Accessing PDF data with automations
5 Tasks
15 mins
Scenario
The billing department of the Astend Technology company receives invoices in PDF file format and must parse specific data to another system for proper processing. You will create a PDF document type for the invoice to ensure that it is identifiable and its values are available in an automation. The automation passes in a file location parameter to open the document. From the lookup table, the automation loops through the table to retrieve the data subtotal, sales tax, and total values, and then stores them into the global variables.
Complete the following tasks:
- Add the PDF file connector to the Global container.
- Configure the PDF file document type.
- Configure a lookup Table and global variables to store the automation data.
- Create an automation that opens the PDF document file and updates the lookup table.
- Loop through the table to extract data values for Subtotal, Sales Tax, and Total to global variables.
Starting project:
Download, and then open InvoiceTableDataSln. Extract it to C:\Users\<yourLogin>\Documents\Pega Robot Studio\Projects
Note: The starting project contains the Global Container with a lookup table that has required extensions. Required references are installed.
Download the sample PDF file.

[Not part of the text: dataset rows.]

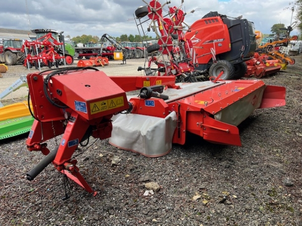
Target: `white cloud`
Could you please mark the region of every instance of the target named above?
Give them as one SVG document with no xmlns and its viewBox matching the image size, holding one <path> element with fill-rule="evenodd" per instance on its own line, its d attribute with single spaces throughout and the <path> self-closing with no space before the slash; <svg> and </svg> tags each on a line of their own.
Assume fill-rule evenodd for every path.
<svg viewBox="0 0 302 226">
<path fill-rule="evenodd" d="M 171 7 L 179 7 L 181 3 L 181 0 L 171 2 L 169 5 Z M 114 37 L 125 34 L 136 35 L 138 33 L 135 23 L 129 19 L 133 19 L 135 10 L 144 5 L 141 0 L 10 0 L 2 3 L 0 28 L 29 30 L 28 12 L 32 29 L 64 31 L 65 35 L 71 37 L 83 34 L 101 37 L 104 33 Z M 288 7 L 288 0 L 185 0 L 182 9 L 188 13 L 196 10 L 193 14 L 186 15 L 185 22 L 188 25 L 210 11 L 217 11 L 232 17 L 243 15 L 244 18 L 254 23 L 257 30 L 269 34 L 274 24 L 281 23 L 286 27 L 289 25 L 292 12 L 290 9 L 284 10 Z M 168 10 L 167 7 L 165 9 Z M 294 30 L 291 34 L 296 33 Z M 148 35 L 155 36 L 152 32 Z"/>
</svg>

Save it to the Desktop.
Detailed Tasks
1 Add the PDF connector to the Global container.
- In the Solution Explorer, double-click _GC_Invoice.os to open the Global Container in the Designer windows.
- In the Toolbox, in the search field, enter PdfConnector.

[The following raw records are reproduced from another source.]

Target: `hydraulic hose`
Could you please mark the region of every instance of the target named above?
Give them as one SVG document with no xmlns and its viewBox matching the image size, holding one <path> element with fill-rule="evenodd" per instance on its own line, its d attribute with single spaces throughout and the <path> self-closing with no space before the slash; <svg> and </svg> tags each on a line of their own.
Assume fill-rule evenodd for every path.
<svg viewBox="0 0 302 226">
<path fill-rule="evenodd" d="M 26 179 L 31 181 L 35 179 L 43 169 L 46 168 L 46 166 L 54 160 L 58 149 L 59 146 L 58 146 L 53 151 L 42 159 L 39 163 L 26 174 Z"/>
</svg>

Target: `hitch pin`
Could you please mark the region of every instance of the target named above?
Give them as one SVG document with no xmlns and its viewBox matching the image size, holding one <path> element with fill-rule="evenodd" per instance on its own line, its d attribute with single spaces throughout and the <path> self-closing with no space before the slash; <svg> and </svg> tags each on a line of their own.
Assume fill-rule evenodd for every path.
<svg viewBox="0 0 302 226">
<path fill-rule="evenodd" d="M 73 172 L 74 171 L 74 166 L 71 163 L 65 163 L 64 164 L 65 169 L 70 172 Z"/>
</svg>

- Drag the PdfConnector to the Designer windows to add it to the Global container.
- On the Property Grid of the PdfConnector, change the Name property to Invoice.

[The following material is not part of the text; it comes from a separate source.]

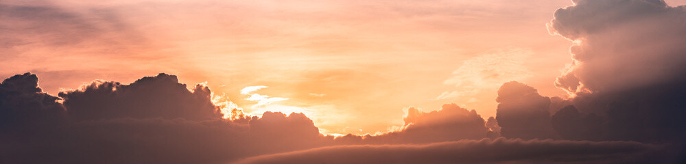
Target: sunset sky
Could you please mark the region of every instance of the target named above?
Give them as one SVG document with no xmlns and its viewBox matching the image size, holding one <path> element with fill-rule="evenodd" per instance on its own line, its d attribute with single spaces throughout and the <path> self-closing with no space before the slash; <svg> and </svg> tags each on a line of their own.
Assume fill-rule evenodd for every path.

- Save the changes on the Globals tab.
2 Add and configure a document type.
- In the Object Explorer, right-click the invoice, and then select Add Document Type.
- Select the PDF file sample document from the opening dialog box on the Desktop.
- In the Add New Document Type window, in the Document type name field, enter Astend Invoice.
- In the Threshold configuration pane of the dialog box, in the Line menu, click to highlight lines in the preview area on the right.
- Adjust the Line threshold to ensure correct line identification in the PDF file document type. The following figure shows an example of the lines:
- In the dialog box, in the Table configuration section, select Include rectangles in selection.
This feature increases the number of tables recognized in the document, matching tables based on intersecting lines. - Click Identifiers section. to open the
- In the Identifiers section, click Add > Text to configure a unique document type identifier.
- In the upper-right corner, click the blue rectangle to configure the identifier.
- In the Identifier name field, enter Invoice for.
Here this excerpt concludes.